The womanwho says she is trapped with her two young children in a refugee camp for Islamic State group families says her daughter needs urgent medical care and she wants to come home.

The woman refused to confirm her identity, but it’s believed she is 24-year-old Zehra Duman from Melbourne.

She is being held at Al Hawl refugee camp in north-east Syria.
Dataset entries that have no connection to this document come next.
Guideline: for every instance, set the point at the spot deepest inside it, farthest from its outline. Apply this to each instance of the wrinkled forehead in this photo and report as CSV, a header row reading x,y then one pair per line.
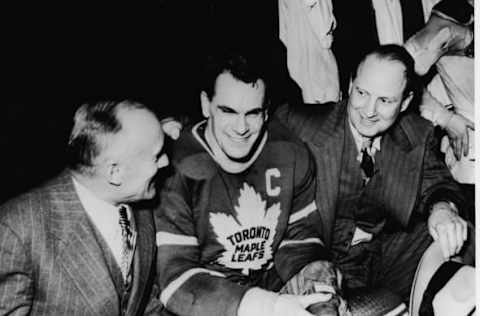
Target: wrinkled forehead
x,y
141,131
238,95
381,76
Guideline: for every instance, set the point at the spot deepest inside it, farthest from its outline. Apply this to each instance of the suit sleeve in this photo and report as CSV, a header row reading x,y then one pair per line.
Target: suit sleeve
x,y
301,244
16,285
437,181
188,288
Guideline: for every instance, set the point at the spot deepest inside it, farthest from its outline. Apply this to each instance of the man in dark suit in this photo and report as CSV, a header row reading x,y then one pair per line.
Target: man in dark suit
x,y
383,196
78,244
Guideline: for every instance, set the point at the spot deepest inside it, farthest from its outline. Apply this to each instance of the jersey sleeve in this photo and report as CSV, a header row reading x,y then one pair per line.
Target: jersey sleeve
x,y
301,243
187,287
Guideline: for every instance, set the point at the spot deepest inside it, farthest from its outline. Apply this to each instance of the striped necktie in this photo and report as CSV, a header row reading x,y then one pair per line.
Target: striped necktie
x,y
367,164
127,245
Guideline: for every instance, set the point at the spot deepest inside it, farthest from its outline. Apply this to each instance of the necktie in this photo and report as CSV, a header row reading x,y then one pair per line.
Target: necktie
x,y
367,163
127,246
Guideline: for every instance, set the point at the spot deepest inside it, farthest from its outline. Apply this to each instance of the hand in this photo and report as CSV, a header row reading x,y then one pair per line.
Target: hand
x,y
260,302
171,127
457,129
295,305
447,227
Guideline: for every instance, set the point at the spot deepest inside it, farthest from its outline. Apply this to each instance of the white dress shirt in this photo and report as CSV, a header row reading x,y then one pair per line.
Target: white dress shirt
x,y
105,217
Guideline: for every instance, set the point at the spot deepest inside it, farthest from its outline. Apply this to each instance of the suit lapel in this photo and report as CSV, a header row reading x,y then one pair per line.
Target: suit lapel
x,y
327,145
401,168
79,252
144,251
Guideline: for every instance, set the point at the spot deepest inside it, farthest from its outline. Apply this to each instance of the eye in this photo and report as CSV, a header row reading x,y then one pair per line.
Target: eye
x,y
255,113
226,110
360,92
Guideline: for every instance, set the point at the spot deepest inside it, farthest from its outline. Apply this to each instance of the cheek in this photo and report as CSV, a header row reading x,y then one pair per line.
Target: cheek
x,y
255,124
388,113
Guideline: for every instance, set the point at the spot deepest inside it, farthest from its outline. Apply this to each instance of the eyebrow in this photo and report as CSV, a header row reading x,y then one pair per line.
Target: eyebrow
x,y
253,111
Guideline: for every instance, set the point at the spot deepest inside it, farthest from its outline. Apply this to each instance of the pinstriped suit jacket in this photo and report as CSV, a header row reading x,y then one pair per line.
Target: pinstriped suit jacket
x,y
51,263
413,179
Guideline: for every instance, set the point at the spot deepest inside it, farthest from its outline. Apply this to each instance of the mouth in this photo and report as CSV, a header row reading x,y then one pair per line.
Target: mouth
x,y
368,122
240,140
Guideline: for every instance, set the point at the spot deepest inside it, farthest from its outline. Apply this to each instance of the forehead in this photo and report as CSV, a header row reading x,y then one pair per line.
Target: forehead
x,y
381,77
238,95
141,131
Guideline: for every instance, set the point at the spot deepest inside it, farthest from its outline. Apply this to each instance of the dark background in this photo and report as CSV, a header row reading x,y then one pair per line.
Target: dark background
x,y
55,58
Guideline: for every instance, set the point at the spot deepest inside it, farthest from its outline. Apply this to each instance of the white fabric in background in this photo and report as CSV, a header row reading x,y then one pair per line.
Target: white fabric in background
x,y
455,85
388,17
306,28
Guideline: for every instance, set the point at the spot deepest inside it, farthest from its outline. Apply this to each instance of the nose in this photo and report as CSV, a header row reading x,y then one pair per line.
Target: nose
x,y
241,125
162,161
370,108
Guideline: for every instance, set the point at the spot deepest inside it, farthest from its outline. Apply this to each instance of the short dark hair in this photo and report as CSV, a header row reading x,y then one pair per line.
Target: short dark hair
x,y
92,122
242,66
397,53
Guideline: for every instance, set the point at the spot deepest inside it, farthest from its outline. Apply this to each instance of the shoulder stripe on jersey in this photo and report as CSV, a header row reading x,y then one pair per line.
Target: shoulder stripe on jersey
x,y
310,208
178,282
164,238
304,241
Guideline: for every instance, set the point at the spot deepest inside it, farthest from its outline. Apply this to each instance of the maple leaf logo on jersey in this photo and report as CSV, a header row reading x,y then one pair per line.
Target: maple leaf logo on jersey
x,y
248,238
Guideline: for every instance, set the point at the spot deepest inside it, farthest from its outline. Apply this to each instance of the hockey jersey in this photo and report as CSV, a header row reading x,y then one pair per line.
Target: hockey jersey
x,y
221,233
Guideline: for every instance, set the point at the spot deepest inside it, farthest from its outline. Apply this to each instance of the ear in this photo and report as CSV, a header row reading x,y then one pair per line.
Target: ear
x,y
114,173
441,40
406,102
350,86
205,102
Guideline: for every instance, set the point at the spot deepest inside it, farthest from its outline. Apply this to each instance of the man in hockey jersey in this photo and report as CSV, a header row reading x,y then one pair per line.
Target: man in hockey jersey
x,y
234,223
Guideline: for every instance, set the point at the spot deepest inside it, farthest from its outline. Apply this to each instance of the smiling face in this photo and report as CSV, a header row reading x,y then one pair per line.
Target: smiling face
x,y
236,114
140,154
377,96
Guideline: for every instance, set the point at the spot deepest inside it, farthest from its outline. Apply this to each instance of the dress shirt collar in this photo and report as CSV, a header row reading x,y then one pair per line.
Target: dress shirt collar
x,y
360,140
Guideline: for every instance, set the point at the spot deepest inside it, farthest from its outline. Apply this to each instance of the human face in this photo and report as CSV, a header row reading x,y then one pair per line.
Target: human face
x,y
376,96
236,114
142,156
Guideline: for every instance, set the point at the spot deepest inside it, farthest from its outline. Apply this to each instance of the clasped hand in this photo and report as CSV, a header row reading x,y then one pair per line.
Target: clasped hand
x,y
448,228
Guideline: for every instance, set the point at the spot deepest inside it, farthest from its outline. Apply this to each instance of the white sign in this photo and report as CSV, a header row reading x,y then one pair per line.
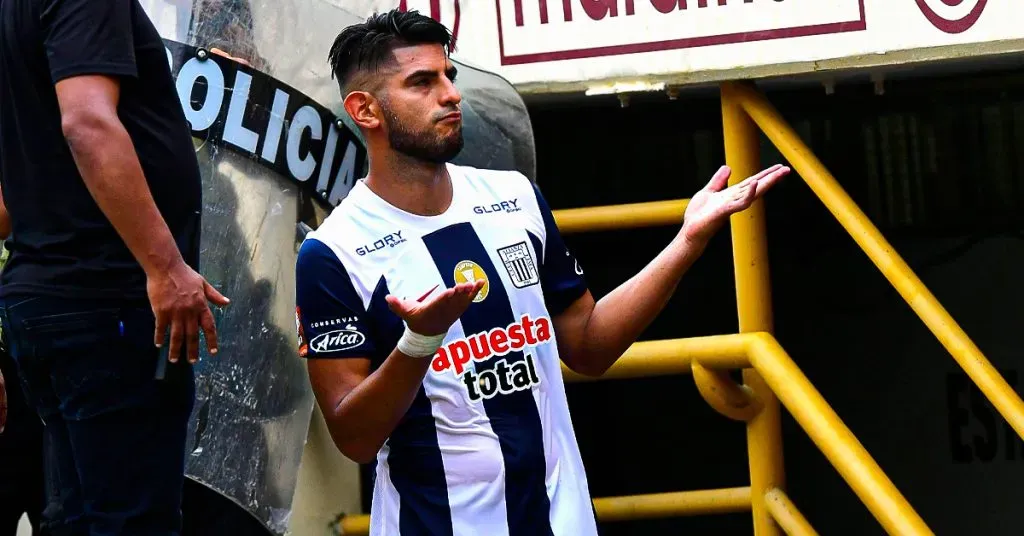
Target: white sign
x,y
557,45
530,32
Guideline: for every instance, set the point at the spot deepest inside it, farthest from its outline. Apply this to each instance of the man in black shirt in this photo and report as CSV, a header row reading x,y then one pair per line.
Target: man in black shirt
x,y
100,178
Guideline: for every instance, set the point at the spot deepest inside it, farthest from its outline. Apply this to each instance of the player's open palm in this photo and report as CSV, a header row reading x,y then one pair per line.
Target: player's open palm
x,y
710,208
433,316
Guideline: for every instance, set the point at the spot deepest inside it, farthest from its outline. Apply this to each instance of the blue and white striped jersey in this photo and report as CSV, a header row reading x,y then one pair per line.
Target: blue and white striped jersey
x,y
487,446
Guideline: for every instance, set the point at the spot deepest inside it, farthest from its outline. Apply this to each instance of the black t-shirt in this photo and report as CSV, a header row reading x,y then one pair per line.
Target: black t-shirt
x,y
62,245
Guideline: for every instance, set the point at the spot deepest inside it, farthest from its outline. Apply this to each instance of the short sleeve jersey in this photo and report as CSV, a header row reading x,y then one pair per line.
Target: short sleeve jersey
x,y
62,245
487,446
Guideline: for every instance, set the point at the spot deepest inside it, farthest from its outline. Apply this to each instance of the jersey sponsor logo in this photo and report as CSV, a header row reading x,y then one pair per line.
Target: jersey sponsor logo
x,y
505,378
508,207
496,342
337,340
519,263
577,268
469,272
388,241
300,334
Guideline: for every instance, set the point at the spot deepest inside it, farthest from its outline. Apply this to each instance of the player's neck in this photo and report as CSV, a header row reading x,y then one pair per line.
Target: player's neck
x,y
414,186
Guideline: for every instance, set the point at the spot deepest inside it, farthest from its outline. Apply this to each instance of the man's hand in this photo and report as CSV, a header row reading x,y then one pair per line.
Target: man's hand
x,y
3,404
178,297
710,208
436,316
222,53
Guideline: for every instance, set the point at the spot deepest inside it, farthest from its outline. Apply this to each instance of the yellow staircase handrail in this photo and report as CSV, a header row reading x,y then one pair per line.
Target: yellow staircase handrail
x,y
762,353
909,286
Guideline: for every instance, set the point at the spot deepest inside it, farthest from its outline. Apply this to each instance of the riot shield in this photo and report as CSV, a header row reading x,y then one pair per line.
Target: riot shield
x,y
274,157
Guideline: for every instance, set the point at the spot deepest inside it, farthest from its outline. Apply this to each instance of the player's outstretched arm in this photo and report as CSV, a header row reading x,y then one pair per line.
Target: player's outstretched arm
x,y
592,336
363,408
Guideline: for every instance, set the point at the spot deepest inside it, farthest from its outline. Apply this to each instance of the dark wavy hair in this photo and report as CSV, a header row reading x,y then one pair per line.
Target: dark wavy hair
x,y
367,47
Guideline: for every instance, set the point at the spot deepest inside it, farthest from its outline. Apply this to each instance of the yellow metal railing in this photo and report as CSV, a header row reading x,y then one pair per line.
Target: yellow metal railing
x,y
881,252
761,353
770,375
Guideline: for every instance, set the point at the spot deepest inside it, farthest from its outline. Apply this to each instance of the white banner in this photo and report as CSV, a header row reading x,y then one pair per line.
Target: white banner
x,y
550,45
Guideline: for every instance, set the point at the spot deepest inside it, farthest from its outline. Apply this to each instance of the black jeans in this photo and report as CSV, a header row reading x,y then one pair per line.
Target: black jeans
x,y
115,436
20,457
In an interview exclusively obtained and published by the ABC, the woman said she wants to bring her two-year-old son and six-month-old daughter back to Australia.

“Both of my kids are sick. [My daughter is] very malnourished, she’s … very skinny,” she said.

“I have no money, I’m not allowed to have money, they don’t give us food here and they don’t let us contact our families.

“My daughter needs milk and I don’t have money to buy her milk. I don’t know what to do now,” she said.

The woman said she understand the anger that Australians have towards “a lot of us here but the kids don’t need to suffer”.

“My kids have a right at least to be treated like normal kids,” she said.